Il vous semble qu'il a toujours été là comme naturellement. C'est lui qui vous offre tous ces moments de bonheur après lesquels nous courrons désespérément tous  et cela presque indéfiniment.
L'immense problème avec l'ego c'est qu'il n'est jamais pleinement satisfait de ce qu'il possède, il est insatiable par définition.
Sitôt qu'il a ce qu'il convoitait tant et tant, le voilà déjà à l'affût de ses prochains désirs.
En fait, il fonctionne exactement comme un stupéfiant (donc il altère le sain jugement).
Après avoir donné euphorie, joie ou plaisir il va vous faire payer au prix fort la re-descente.
Source de l'insatisfaction, de l'angoisse, de la peur, du manque, de la privation il vous pousse à n'espérer qu'une seule chose : que tout recommence de plus bel et le plus vite que possible !
Son essence est insatisfaite et impatiente ... Il veut, il exige.
Si l'ego adore être la star, celui que l'on flash, que l'on admire ou même que l'on adule ce n'est pourtant (et surtout) jamais pour ce qu'il est vraiment.
Il veut se faire mousser, briller aux yeux de tous mais pour cela il se doit d'avancer masqué, travestit et bien maquillé sous couvert d'une bonne raison ou de la pire des bonnes excuses.
Il est votre roi de la mauvaise foi et ne peut vraiment scintiller que dans son bel habit de respectabilité. Bien présentable et bien présenté, vous ne faites en cet instant plus qu'un.

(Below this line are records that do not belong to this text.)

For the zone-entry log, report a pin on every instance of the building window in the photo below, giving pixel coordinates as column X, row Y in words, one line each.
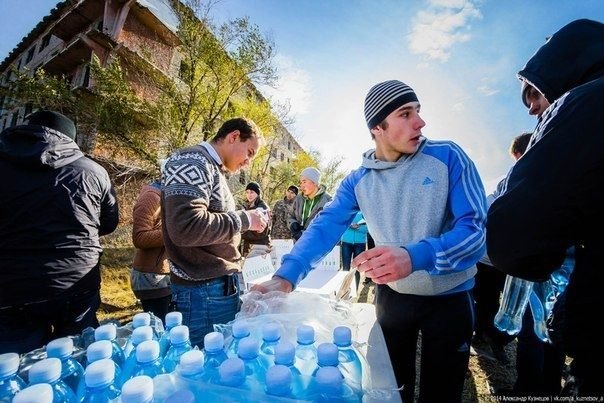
column 45, row 42
column 30, row 54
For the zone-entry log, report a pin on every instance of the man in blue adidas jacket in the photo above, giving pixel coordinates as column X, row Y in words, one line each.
column 425, row 206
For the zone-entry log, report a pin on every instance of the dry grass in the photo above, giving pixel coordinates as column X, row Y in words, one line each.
column 118, row 303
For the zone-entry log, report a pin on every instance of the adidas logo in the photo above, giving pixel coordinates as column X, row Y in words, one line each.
column 427, row 181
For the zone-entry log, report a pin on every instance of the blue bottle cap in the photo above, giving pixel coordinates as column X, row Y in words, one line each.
column 191, row 363
column 271, row 332
column 232, row 372
column 213, row 342
column 141, row 334
column 105, row 332
column 99, row 373
column 141, row 319
column 248, row 348
column 179, row 334
column 60, row 348
column 173, row 319
column 278, row 380
column 9, row 364
column 305, row 334
column 99, row 350
column 327, row 354
column 285, row 353
column 39, row 393
column 329, row 379
column 45, row 371
column 147, row 351
column 138, row 389
column 181, row 396
column 342, row 336
column 241, row 329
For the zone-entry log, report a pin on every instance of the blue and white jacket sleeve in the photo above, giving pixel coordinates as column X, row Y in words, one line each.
column 463, row 242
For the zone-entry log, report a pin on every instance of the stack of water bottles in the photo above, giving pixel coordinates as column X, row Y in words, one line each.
column 155, row 366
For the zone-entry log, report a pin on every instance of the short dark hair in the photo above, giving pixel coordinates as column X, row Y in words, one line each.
column 520, row 143
column 247, row 129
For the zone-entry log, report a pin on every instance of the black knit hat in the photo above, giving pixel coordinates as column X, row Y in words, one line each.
column 253, row 186
column 384, row 98
column 53, row 120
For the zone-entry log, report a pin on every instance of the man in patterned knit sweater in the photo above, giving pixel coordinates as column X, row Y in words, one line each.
column 202, row 229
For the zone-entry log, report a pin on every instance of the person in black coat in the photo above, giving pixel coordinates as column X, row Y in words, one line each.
column 55, row 204
column 554, row 194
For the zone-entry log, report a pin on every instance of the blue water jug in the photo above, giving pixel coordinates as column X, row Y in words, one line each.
column 71, row 370
column 10, row 382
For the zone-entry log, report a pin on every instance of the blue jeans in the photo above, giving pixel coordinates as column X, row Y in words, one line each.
column 205, row 304
column 27, row 327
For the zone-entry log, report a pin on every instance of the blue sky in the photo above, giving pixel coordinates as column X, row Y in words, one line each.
column 460, row 56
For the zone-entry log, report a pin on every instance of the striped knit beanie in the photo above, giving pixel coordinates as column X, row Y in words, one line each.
column 384, row 98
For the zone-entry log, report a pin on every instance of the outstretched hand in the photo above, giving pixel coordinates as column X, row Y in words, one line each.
column 384, row 264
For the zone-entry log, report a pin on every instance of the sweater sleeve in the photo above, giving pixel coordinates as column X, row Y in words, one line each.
column 146, row 224
column 463, row 244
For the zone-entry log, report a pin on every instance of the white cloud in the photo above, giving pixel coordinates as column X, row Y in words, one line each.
column 438, row 29
column 293, row 87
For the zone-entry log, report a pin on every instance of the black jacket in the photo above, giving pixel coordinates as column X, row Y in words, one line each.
column 55, row 203
column 554, row 195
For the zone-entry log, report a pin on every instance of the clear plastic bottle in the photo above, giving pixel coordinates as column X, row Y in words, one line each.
column 329, row 386
column 100, row 382
column 214, row 356
column 255, row 366
column 173, row 319
column 109, row 332
column 306, row 352
column 71, row 370
column 38, row 393
column 271, row 334
column 180, row 344
column 49, row 371
column 240, row 329
column 10, row 382
column 350, row 363
column 148, row 361
column 516, row 293
column 138, row 390
column 327, row 356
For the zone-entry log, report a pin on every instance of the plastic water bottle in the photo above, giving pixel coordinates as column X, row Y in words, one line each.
column 49, row 371
column 271, row 334
column 109, row 332
column 306, row 352
column 148, row 361
column 10, row 382
column 285, row 354
column 138, row 390
column 329, row 386
column 71, row 370
column 191, row 365
column 214, row 356
column 350, row 364
column 516, row 293
column 255, row 366
column 38, row 393
column 232, row 373
column 179, row 338
column 173, row 319
column 100, row 382
column 327, row 356
column 240, row 330
column 99, row 350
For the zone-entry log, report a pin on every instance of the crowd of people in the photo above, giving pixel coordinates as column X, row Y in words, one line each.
column 421, row 202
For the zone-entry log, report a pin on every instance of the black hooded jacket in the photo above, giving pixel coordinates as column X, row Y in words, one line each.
column 54, row 205
column 554, row 195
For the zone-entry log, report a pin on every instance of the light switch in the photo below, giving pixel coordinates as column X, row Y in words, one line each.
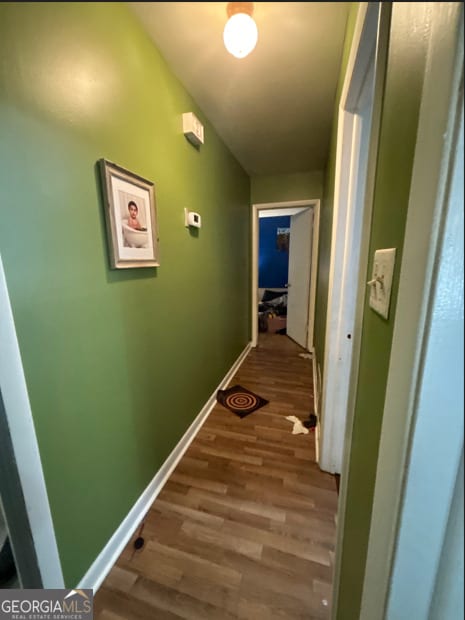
column 381, row 281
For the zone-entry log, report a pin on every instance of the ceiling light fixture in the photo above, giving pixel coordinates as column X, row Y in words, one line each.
column 240, row 33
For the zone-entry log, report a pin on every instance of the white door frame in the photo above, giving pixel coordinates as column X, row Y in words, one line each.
column 421, row 442
column 354, row 181
column 24, row 494
column 312, row 204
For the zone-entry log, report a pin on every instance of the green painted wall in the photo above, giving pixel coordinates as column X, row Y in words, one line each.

Si quelqu'un avait alors la mauvaise idée de venir vous chatouiller un peu pour tenter de vous sortir de votre sommeil égoïste, très grandes sont les probabilités que le sujet vous envoie  promener avec pertes et fracas. Afin de contrer celle ou celui qui aurait tenté de vous sortir de cette trop merveilleuse situation d'aveuglement vous lui trouverez alors toutes les meilleures excuses du monde. N'irez en bloc et il vous deviendrait enfantin de ne rien voir de ce qui pourrait vous contraindre au réveil.
Bien difficile première étape que de seulement écouter et de réussir à accepter ou encore, peut-être bien mieux, que d'admettre.
Voilà pourtant la bien fantastique victoire sur soi-même. Réussir une telle opération est une source de libération incroyable. Avoir ce sentiment que l'on vient de mettre une telle raclée à son ego qu'il en vacille tel un boxeur à deux doigts du k-o est jouissif.
On se dit qu'il ne reste plus qu'à le mettre à la porte et de refermer derrière lui.
C'est probablement vrai mais dès la porte close, l'ego sera déjà en train de tenter de revenir par la fenêtre restée ouverte ou le conduit de la cheminée . . . ou tout simplement par n'importe quelle minuscule faille où fissure dans laquelle il saura se faire si minuscule que vous ne le reconnaîtrez pas.
Vous restez la plus belle aire de jeu, la terre vierge et si riche à s'offrir pour votre ego.
Il sera prêt à prendre toutes les formes possibles et imaginables afin de vous séduire, de vous plaire et de re- conquérir le terrain perdu.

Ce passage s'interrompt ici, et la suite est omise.